If You Don’t Know Where You’re Going
You’re Probably Not Going to Get There
In an informal study of several thousand contractors of all sizes and types throughout the country, less than 40% claimed to do any type of formal corporate planning at all, and many did not formalize their planning process with anything in writing. This is a shocking statistic. The importance of effective and efficient comprehensive corporate planning and its impact on the success or failure rate of construction businesses continues to be understated in the industry. While more companies are planning each year, the construction industry cannot count itself among mature, sophisticated industries until that number approaches 100%
This blind spot for practical planning has its genesis in some long-held, unexamined beliefs shared by construction industry management. Some of these “beliefs” came to light in our study. Do you see yourself in any of the following beliefs?
- You are so involved in the planning of the work that you neglect planning for the business entity.
- You believe that a smaller business does not benefit from a business plan.
- You think that planned numbers are “pie in the sky” goals, not achievable everyday objectives.
- Financial planning is not realistic in the construction industry where competition and markets are shifting constantly, and the successful smaller contractor must be versatile, responsive, and “quick on his feet.” Business planning is too confining and ultimately unrealistic.
- The success of your company depends on your aggressive posture while driving your business forward, not on some academic exercise hatched in the accounting department.
Planning is Not About the Future
Business planning, when done properly, is an essential management tool for all construction concerns, both large and small.

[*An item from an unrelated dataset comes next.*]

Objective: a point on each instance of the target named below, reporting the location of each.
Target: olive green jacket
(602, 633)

It is not just a financial “guestimate” or “wishful thinking” or a “budget” that must be adhered to. It is so much more than that. Professional business planning is a mental discipline that can be broken down into eight distinct functions:
- ORGANIZATION – All construction business activity comes down to three functions: 1. Getting the work – 2. Doing the work – 3. Accounting for the work. Once a construction business is broken down into these functions, and time and energies are budgeted to treat them separately and properly, the company is fairly well organized.
- GOAL SETTING – It is critical to the efficient operation of any construction enterprise that corporate goals be set in advance. Once the resources of a company are committed in a certain direction, changing that direction drastically can be difficult, expensive, and often impossible.

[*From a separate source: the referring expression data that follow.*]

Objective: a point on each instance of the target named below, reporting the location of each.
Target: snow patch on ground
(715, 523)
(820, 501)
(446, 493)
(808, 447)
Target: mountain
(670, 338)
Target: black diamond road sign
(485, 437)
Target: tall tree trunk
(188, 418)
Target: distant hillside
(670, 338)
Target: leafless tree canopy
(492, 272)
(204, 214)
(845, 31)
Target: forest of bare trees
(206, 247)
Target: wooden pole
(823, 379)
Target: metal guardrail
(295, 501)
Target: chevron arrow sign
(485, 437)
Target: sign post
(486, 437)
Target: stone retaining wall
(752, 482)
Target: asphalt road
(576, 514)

- FRAMEWORK – In addition to identifying future opportunities and threats to be exploited or avoided, effective planning provides a framework for better decision making throughout the company.
- GUIDANCE – A business plan provides guidance to the managers of a company for making decisions in line with the goals and strategies of the business owners.

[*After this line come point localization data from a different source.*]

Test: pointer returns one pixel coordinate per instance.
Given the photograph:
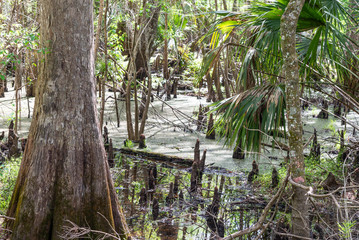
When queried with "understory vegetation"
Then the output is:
(218, 120)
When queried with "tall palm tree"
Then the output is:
(322, 46)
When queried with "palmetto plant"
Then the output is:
(322, 46)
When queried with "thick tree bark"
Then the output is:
(291, 72)
(64, 174)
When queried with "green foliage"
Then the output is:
(265, 179)
(247, 115)
(316, 171)
(8, 174)
(129, 143)
(346, 228)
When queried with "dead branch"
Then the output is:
(260, 223)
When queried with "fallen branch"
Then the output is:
(157, 156)
(260, 223)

- COMMUNICATION – Improvement in communications among all levels of management about goals and objectives, strategies to achieve them, and detailed operational plans.
- DECISION MAKING – Planning is not making future decisions. Planning is concerned with making current decisions in light of their future impact. It is not what should be done in the future, but rather, what should be done now to make desired things happen in the uncertain future.
- SIMULATION – One of the greatest selling points for comprehensive corporate planning is that it allows the contractor to simulate the future on paper. If the simulation doesn’t work out, the exercise can be erased and started again. While no one can predict the future 100%, the probability that certain events will have a predictable cause and effect relationship is strong. The more planners know about their business, marketplace, and competition, the greater is the likelihood that they can simulate quite accurately the outcome of certain moves.
- EMPOWERMENT – When a construction enterprise begins to execute within the mental disciplines above, the days of assuming a business is helpless in the face of market forces are long gone.
Managing a construction enterprise without practical business planning is like navigating at sea without charts or a compass. It doesn’t matter how big or small your craft is, you’re not going to get where you intend to go without navigating. The captain who “feels” his way across a vast sea always believes he will arrive at his intended port until, to his surprise, he doesn’t. Every construction enterprise failure I have witnessed over the past 30 years has been a “surprise” to the management. The ancient Chinese proverb applies: “If you don’t know where you’re going, you’re probably not going to get there.”